Fu Xizhou apertou com força o rosto dela, obrigando-a a olhar nos olhos dele: “Mesmo que eu te dê meu coração, você vai continuar implacável, sem nunca voltar atrás, certo?”
“Eu já disse, não acredito no amor, nem um pouco.”
Ming Sheng encarou-o diretamente: “Das mulheres ao meu redor que casaram por amor, qual teve um bom destino?”
“Só vi exemplos tristes e infelizes.”
“Lin Jiawan entregou-se cedo a Lin Song, e qual foi o resultado? Nem pôde segurar a filha recém-nascida, foi privada do direito de ser mãe; Lin Song a amava, mas só trouxe dor.”
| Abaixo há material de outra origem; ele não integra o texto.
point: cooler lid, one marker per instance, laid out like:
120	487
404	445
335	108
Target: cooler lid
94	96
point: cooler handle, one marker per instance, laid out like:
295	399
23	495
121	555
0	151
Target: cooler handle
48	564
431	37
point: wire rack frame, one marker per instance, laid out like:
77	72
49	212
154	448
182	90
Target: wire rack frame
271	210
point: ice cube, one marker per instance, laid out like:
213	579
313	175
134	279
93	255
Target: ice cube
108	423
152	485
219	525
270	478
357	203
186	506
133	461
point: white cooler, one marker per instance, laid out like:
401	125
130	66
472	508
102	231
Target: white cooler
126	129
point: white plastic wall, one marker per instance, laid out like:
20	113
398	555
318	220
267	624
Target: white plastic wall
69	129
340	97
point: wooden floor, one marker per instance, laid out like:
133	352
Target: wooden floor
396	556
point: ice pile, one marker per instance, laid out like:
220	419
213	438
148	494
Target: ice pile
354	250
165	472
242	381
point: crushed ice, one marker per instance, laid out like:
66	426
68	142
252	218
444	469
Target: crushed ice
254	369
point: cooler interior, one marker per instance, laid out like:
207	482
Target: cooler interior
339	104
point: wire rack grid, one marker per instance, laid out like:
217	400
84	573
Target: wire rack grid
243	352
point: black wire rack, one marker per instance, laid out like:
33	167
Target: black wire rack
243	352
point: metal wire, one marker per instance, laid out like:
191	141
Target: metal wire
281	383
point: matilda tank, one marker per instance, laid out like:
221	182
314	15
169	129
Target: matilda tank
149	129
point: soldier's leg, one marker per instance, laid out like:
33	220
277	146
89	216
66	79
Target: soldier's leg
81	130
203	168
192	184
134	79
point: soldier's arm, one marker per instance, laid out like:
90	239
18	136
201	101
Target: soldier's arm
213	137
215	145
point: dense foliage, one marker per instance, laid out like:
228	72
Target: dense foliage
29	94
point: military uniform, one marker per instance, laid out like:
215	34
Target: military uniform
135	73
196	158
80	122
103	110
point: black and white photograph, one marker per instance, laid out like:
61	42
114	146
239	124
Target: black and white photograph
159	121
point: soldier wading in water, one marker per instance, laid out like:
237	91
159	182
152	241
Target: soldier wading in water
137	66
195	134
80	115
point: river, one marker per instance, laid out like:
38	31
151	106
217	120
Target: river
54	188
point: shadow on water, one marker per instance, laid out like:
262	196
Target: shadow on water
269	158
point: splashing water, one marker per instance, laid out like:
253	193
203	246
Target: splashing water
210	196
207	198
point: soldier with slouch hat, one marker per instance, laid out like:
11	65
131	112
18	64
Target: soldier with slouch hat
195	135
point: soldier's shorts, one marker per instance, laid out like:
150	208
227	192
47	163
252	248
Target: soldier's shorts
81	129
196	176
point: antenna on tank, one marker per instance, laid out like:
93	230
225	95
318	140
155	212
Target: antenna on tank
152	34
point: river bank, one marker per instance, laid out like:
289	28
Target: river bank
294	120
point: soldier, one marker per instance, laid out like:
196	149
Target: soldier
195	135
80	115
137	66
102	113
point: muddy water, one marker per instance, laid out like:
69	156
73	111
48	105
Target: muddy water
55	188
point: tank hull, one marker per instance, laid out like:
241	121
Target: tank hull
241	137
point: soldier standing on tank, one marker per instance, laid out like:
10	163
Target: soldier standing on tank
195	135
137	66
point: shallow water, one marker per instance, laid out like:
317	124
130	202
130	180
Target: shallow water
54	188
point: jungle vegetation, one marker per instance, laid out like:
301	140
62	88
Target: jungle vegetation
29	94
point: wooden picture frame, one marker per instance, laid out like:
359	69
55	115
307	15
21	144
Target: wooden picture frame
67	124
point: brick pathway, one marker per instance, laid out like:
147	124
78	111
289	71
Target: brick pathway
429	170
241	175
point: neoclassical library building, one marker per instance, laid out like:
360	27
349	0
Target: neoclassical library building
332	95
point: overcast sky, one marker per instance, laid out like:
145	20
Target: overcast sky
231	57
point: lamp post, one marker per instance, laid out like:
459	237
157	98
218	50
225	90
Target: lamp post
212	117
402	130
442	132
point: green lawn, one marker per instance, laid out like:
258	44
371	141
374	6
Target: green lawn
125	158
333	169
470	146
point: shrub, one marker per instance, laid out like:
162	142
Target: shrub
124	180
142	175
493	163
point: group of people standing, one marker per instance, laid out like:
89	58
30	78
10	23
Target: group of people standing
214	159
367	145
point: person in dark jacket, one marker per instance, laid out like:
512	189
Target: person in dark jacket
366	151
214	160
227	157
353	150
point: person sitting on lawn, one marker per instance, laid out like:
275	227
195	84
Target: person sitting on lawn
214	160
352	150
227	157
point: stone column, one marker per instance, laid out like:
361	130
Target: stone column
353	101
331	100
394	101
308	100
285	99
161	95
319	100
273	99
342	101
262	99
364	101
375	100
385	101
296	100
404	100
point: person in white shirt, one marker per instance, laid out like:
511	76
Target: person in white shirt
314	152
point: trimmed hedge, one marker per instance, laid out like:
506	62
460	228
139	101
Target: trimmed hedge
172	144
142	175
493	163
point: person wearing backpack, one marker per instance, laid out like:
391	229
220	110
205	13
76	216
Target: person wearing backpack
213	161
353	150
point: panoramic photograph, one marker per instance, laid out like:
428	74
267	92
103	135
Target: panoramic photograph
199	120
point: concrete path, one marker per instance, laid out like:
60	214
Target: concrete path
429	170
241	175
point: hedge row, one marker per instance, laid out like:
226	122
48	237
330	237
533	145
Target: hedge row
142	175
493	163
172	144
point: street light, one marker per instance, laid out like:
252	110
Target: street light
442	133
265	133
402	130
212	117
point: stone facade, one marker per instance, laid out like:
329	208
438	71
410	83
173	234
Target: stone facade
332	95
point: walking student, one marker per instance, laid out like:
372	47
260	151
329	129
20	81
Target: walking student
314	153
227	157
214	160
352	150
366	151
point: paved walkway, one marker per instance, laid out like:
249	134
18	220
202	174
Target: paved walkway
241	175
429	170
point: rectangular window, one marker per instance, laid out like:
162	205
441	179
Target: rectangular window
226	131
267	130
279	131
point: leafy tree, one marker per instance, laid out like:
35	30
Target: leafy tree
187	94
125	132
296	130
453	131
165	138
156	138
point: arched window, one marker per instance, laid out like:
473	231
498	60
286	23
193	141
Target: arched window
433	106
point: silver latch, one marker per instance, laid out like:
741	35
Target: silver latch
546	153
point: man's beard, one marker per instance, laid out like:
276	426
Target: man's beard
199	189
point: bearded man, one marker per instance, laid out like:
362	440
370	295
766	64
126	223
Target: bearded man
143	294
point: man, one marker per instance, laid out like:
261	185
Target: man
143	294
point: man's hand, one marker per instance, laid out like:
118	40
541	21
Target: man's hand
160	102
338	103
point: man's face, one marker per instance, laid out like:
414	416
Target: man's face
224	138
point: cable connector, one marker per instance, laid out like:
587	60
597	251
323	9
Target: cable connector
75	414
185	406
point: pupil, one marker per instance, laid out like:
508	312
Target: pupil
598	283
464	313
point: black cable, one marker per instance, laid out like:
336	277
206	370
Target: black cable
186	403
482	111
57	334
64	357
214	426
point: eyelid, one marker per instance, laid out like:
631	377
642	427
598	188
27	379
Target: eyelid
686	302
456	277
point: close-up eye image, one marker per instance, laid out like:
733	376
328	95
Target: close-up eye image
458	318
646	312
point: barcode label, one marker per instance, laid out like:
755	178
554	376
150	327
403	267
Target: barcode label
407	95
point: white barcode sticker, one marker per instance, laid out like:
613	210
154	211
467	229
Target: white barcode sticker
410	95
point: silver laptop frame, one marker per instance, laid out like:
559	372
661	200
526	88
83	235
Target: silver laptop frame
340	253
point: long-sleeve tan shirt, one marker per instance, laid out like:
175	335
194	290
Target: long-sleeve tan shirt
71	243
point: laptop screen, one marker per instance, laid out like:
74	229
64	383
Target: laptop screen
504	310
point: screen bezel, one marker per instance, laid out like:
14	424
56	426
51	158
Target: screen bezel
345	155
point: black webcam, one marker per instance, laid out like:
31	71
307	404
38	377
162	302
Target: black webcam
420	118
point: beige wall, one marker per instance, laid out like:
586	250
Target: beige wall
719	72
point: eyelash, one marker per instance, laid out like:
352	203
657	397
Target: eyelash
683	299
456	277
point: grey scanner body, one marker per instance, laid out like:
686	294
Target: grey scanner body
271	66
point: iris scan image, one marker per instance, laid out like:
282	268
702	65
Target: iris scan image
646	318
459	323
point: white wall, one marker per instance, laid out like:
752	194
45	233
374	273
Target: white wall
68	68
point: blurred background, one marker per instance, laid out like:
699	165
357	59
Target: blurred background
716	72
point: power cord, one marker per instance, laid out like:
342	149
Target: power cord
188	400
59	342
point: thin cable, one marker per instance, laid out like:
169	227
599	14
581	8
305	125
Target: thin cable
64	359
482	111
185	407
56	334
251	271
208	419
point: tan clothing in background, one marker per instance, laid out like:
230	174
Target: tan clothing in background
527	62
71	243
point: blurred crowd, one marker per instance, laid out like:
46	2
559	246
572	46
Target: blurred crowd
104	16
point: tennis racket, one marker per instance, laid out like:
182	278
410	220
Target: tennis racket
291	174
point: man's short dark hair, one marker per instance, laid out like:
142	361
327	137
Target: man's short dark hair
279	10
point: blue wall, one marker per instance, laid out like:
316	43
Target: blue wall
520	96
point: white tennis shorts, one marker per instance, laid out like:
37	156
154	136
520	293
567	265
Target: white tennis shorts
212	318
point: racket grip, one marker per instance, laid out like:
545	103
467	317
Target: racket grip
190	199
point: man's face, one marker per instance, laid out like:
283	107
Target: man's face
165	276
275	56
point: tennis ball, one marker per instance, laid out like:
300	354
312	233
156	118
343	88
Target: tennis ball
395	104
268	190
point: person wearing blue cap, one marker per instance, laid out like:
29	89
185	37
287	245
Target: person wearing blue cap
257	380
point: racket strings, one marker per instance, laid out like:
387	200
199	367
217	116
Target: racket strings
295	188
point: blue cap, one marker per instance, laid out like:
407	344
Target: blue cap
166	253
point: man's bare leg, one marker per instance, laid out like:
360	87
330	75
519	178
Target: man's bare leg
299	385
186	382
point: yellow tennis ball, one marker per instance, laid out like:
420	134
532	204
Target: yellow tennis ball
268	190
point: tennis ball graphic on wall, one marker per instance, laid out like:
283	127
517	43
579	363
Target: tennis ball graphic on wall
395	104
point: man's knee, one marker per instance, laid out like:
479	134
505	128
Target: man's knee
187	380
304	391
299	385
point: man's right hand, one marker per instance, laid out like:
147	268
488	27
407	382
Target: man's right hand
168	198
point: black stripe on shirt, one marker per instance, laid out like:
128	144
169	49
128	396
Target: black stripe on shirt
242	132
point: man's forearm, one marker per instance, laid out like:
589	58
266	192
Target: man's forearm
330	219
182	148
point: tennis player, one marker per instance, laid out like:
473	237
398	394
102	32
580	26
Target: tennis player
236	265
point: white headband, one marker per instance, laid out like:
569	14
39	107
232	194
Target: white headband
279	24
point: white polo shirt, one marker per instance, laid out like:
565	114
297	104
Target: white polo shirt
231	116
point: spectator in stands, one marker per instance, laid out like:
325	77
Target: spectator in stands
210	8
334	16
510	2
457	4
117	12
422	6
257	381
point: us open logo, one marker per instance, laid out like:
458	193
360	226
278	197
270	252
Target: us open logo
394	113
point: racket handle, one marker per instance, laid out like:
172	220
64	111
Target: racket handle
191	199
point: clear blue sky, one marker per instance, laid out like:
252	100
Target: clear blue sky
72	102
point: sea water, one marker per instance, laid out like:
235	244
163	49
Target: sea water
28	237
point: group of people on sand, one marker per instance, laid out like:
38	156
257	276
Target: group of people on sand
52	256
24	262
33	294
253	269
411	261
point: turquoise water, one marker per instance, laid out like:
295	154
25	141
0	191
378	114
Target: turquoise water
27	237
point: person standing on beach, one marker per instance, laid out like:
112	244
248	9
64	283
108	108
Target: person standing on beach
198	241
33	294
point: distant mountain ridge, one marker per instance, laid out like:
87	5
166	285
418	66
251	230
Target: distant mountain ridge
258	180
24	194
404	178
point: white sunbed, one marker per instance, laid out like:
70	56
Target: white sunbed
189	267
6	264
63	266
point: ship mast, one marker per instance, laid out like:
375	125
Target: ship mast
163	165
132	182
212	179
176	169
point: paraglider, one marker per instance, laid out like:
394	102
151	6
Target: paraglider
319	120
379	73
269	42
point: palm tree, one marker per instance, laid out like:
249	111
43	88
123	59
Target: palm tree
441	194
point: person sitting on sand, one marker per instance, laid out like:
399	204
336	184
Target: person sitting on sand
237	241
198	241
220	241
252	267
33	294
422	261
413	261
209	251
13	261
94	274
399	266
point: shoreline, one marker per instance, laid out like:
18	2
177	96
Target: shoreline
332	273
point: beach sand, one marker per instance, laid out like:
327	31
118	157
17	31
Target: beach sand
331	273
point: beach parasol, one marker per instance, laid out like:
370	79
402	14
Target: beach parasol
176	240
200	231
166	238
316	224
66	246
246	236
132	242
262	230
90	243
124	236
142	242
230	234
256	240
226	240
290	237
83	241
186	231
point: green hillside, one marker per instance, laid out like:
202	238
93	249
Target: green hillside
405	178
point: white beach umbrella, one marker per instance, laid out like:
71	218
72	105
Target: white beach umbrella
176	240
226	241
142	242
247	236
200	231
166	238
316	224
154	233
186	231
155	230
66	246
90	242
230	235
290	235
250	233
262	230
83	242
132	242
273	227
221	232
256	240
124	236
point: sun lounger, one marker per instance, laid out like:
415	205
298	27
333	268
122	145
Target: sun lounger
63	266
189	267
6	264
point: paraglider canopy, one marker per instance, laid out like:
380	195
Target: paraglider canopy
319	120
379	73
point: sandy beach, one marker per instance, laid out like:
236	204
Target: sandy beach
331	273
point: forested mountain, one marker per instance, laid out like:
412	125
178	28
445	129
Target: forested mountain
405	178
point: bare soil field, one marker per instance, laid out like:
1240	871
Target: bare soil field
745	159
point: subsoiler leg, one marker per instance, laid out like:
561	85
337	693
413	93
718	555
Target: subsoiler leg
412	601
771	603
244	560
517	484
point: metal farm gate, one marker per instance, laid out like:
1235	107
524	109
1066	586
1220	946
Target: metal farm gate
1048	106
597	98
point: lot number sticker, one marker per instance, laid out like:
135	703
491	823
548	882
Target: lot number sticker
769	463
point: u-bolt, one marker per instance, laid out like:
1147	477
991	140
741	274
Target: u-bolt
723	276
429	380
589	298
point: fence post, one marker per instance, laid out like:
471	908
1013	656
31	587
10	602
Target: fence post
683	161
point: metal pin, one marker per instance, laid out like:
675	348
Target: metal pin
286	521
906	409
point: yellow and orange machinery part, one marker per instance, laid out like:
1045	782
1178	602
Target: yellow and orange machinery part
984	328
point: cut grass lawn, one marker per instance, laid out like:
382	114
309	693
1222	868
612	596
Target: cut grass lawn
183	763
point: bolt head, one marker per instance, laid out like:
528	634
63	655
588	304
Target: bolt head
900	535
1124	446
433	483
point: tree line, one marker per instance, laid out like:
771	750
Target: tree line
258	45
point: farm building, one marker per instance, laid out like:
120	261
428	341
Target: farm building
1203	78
“E Fang Minmin, aquela atriz que deixou a carreira por amor, esposa da irmã de sua mãe, Wang Yuanyuan; eu vi com meus próprios olhos ela sendo tratada pior que uma empregada pela sogra. O casamento desigual trouxe o quê? O filho dela foi obrigado pela sogra a ser abortado, só porque um adivinho disse que o signo era incompatível com o marido.”
“Fu Xizhou, você é um bom homem, talvez me desse um casamento feliz, mas eu ainda não quero.”
Ming Sheng puxou o cobertor e sentou-se.
“Prefiro encontrar um homem excelente, mas comum, equilibrados, sem superioridade; se um dia nada mais der certo, podemos nos separar sem rancor.”
“Eu e você, na meia-idade, provavelmente seremos um casal rancoroso.”
Ela decidiu abrir o coração de uma vez: “Somos tão diferentes; eu nunca conseguirei te alcançar, e sempre haverá mulheres melhores no seu horizonte. Quando envelhecermos e a confiança desaparecer, você vai se arrepender de só ter tido a mim, e eu vou me arrepender de ter acreditado no amor, tendo que recomeçar.”
“Fu Xizhou, cada um tem seus sonhos; quero viver uma vida conquistada por mim.”
“Não quero viver sob a sua luz, pois o que é seu nunca será meu.”
Fu Xizhou ouviu tudo em silêncio.
Ele precisava de um cigarro para se acalmar.
Essa Ming Sheng obstinada era inesperada para ele.
Por mais que fizesse, ela sempre mantinha seus muros altos, lúcida e independente, entregando o corpo mas nunca o coração.
Ele desanimou.
Não sabia como lidar com Ming Sheng assim.
Toda atmosfera de romance evaporou.
Fu Xizhou levantou-se em silêncio, recolheu as roupas espalhadas e vestiu-se com lentidão e tristeza.
Ao abotoar o último botão da camisa, baixou as mãos, incapaz de encará-la.
“Ming Sheng, você dizia que eu não te respeitava antes, eu reflito profundamente e quero mudar pouco a pouco.”
“Fui aos Estados Unidos por você, procurei Lin Jiawan, ajudei a resolver dívidas de gratidão.”
“Sei que não sou perfeito, mas me esforcei.”
A voz pesada e cansada ecoou na escuridão, tocando o coração de Ming Sheng.
“Desculpe, Ming Sheng, também tenho momentos em que me sinto perdido e exausto.”
“Achava que, ao vencer, eliminaria todos os obstáculos entre nós, mas só nos afastou ainda mais.”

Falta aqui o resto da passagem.